ChoA Officially leaves AOA
As we reported before Choa was struggling with depression and so she temporally left AOA. It has now come out that ChoA is leaving her group after 5 years. She wrote a letter to fans saying.
“Hello, this is ChoA.
I was very thankful and sorry that so many people took interest in my sudden hiatus. It’s a bit late, but I’d like to tell you the reasons I had to rest and the decision I’ve come to after a lot of thought.
AOA wasn’t a team that received a lot of love as soon as it debuted, so I was always grateful for the love and think of it preciously. Although I was the oldest in the group, I’m still young. There were many times I wanted to cry during our promotions. I know you all liked me because of my bright image, however. I was crying inside, but I had to appear happy. This happened over and over again, and the more I forced myself, the sicker I felt.

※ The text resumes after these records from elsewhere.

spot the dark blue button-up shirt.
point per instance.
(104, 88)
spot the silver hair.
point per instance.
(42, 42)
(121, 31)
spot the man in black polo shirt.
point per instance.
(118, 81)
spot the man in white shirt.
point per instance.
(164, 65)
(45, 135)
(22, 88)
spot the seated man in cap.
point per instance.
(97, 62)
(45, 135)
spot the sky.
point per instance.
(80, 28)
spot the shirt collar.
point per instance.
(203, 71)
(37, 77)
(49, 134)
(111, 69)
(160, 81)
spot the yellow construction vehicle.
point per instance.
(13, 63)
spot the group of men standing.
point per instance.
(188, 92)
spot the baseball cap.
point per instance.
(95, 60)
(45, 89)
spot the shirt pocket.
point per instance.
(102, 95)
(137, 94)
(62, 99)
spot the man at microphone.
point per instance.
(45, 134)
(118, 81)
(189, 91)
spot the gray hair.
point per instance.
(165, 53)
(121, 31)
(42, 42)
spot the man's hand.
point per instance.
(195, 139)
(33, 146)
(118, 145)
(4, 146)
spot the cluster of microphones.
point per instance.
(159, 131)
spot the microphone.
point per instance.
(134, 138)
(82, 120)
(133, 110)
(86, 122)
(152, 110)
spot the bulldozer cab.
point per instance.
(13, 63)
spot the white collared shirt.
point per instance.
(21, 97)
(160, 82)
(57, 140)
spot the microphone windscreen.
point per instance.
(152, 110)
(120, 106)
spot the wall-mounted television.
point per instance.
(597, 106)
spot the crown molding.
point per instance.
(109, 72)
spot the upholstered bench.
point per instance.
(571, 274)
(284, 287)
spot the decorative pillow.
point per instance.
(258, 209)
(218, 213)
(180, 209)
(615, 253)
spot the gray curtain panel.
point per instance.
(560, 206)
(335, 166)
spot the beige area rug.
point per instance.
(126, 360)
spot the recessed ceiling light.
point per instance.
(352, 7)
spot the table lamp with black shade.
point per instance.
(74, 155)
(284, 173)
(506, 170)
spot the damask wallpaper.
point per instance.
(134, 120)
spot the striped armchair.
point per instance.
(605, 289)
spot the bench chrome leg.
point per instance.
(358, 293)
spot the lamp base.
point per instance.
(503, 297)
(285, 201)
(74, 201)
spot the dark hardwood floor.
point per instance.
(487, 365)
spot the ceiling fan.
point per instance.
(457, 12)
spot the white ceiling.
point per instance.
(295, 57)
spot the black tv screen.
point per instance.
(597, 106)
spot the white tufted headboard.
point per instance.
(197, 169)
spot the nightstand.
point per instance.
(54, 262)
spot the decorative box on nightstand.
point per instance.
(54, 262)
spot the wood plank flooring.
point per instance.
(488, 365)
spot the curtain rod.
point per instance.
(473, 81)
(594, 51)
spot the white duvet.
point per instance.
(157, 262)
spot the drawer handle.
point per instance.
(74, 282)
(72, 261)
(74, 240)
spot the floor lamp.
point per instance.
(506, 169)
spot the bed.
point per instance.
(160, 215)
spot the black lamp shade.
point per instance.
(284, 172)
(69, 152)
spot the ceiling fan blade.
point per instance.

To treat my insomnia and depression, I started taking medication and lessening my work load 2 years ago. However, I ended up stopping my activities as the problem wasn’t due to exhaustion. I tried to get back to work as I thought of everyone waiting for me, but I felt that if there was more negative attention due to my hiatus, this would hurt my group members even more.
After speaking to our label, I’ve decided to leave the team called AOA today, and I’m going to cheer on my fellow members.
During the past 8 years that I’ve prepared and worked as a celebrity, I learned many things. I think this difficult moment will make me grow. I’m 28 this year, and in the future, I’ll be reflecting on confused self. For the remainder of my 20s, I’d like to experience things that are appropriate for my age.
Currently, I’m not thinking of promoting except for what’s already scheduled for me individually. One day when I don’t feel afraid and feel I can show a better side of myself, I wish to return if there are still people cheering me on. I’m a person who’s lacking a lot of things, but I would like to sincerely thank those who keep supporting me and worrying about me. To the members I’ve been with for so long, to those who helped me overcome what I lack so I can receive love, and to those who loved me and AOA, I sincerely thank you from the bottom of my heart.”